I'm working to create a crawler that makes a .csv file to list the titles and URLs of every page at a domain. It seems to crawl the site nicely, but then when it tries to parse the titles I get an error:
line 38: syntax error near unexpected token `done'
Can anyone help me to eliminate the cause of this error?
Here's the script I'm using
#!/bin/bash
# Crawls a domain
# Retreives all visible URLs and their page titles
# Saves to CSV
# USAGE:
# save this script as, say, “spiderbot.sh”.
# Then “chmod +x spiderbot.sh”.
# Then run the script passing in the name of this site you want to crawl, for example ` ./spiderbot.sh http://www.someSite.com `
# Text color variables
txtund=$(tput sgr 0 1)
# Underline
txtbld=$(tput bold)
# Bold
bldred=${txtbld}$(tput setaf 1) # red
bldblu=${txtbld}$(tput setaf 4) # blue
bldgreen=${txtbld}$(tput setaf 2) # green
bldwht=${txtbld}$(tput setaf 7) # white
txtrst=$(tput sgr0) # Reset
info=${bldwht}*${txtrst} # Feedback
pass=${bldblu}*${txtrst}
warn=${bldred}*${txtrst}
ques=${bldblu}?${txtrst}
printf "%s=== Crawling $1 === %s" "$bldgreen" "$txtrst"
# wget in Spider mode, outputs to wglog file
# -R switch to ignore specific file types (images, javascript etc.)
wget --reject-regex "(.*)\?(.*)" --no-check-certificate --spider -r -l inf -w .25 -nc -nd $1 -R bmp,css,gif,ico,jpg,jpeg,js,mp3,mp4,pdf,png,swf,txt,xml,xls,zip 2>&1 | tee wglog v
printf " %s========================================== " "$bldgreen"
printf "%s=== Crawl Finished... ===%s " "$bldgreen" "$txtrst"
printf "%s=== Begin retreiving page titles... ===%s " "$bldgreen" "$txtrst"
printf "%s========================================== " "$bldgreen"
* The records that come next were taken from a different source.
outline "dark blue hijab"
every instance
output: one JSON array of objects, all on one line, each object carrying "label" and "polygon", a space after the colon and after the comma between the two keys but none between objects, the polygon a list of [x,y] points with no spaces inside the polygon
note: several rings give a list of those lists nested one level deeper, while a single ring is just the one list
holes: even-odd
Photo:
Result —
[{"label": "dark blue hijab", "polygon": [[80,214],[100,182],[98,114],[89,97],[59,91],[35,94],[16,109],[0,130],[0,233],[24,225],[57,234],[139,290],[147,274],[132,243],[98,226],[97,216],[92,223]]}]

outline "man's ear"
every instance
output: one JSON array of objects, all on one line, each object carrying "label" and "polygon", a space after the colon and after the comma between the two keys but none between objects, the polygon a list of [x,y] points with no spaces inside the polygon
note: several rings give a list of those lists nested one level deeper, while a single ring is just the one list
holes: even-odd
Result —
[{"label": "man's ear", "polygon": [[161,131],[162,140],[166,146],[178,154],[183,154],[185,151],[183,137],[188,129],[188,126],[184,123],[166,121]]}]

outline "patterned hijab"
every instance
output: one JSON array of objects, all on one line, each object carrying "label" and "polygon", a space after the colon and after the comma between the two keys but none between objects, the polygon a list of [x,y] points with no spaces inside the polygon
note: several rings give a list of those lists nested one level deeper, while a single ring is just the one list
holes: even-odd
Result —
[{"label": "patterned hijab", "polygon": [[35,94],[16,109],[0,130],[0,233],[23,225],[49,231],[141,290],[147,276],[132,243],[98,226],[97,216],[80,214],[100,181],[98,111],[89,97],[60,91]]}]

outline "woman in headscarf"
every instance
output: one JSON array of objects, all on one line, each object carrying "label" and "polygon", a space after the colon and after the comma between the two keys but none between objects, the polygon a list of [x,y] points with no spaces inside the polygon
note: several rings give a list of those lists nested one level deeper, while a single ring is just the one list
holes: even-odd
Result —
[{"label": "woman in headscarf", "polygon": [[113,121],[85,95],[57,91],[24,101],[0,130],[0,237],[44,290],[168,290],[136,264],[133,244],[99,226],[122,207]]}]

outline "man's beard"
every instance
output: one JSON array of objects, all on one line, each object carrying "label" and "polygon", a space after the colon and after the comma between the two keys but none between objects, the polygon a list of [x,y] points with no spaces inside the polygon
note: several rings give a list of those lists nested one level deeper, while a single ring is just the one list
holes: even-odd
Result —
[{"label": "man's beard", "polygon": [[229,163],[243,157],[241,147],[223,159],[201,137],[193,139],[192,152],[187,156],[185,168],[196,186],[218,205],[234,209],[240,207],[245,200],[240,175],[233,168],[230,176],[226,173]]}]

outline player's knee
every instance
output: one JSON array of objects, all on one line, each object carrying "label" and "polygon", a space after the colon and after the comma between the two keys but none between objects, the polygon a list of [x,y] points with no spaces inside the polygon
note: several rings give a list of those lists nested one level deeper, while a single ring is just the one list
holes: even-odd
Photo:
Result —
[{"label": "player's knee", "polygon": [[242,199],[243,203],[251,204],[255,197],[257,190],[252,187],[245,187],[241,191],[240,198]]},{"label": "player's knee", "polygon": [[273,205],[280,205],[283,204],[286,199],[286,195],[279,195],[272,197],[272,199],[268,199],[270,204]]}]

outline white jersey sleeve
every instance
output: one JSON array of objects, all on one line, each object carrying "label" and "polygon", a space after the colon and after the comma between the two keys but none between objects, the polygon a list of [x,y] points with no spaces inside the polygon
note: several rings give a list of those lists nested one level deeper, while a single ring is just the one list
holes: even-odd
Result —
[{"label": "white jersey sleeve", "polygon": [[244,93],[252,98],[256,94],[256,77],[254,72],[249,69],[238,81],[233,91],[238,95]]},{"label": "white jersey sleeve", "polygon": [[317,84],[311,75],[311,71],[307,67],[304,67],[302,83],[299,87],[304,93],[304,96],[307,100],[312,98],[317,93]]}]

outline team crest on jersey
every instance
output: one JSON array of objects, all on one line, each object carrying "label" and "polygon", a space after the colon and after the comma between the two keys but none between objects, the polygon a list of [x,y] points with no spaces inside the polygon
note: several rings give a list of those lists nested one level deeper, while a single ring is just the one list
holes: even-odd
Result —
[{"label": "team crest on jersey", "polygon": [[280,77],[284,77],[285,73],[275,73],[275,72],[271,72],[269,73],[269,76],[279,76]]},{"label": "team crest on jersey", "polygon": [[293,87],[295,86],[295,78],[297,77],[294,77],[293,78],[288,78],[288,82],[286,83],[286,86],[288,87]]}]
printf "%s** Run tail -f $1.csv for progress%s " "$bldred" "$txtrst"
# from wglog, grab URLs
# curl each URL and grep title
cat wglog | grep '^--' | awk '{print $3}' | sort | uniq | while read url;
do { printf "%s* Retreiving title for: %s$url%s " "$bldgreen" "$txtrst$txtbld" "$txtrst" printf ""${url}","`curl -# ${url} | sed -n -e 's!.*<title>(.*)</title>.*!1!p'`" " >> $1.csv printf " "};
done
# clean up log file
rm wglog
exit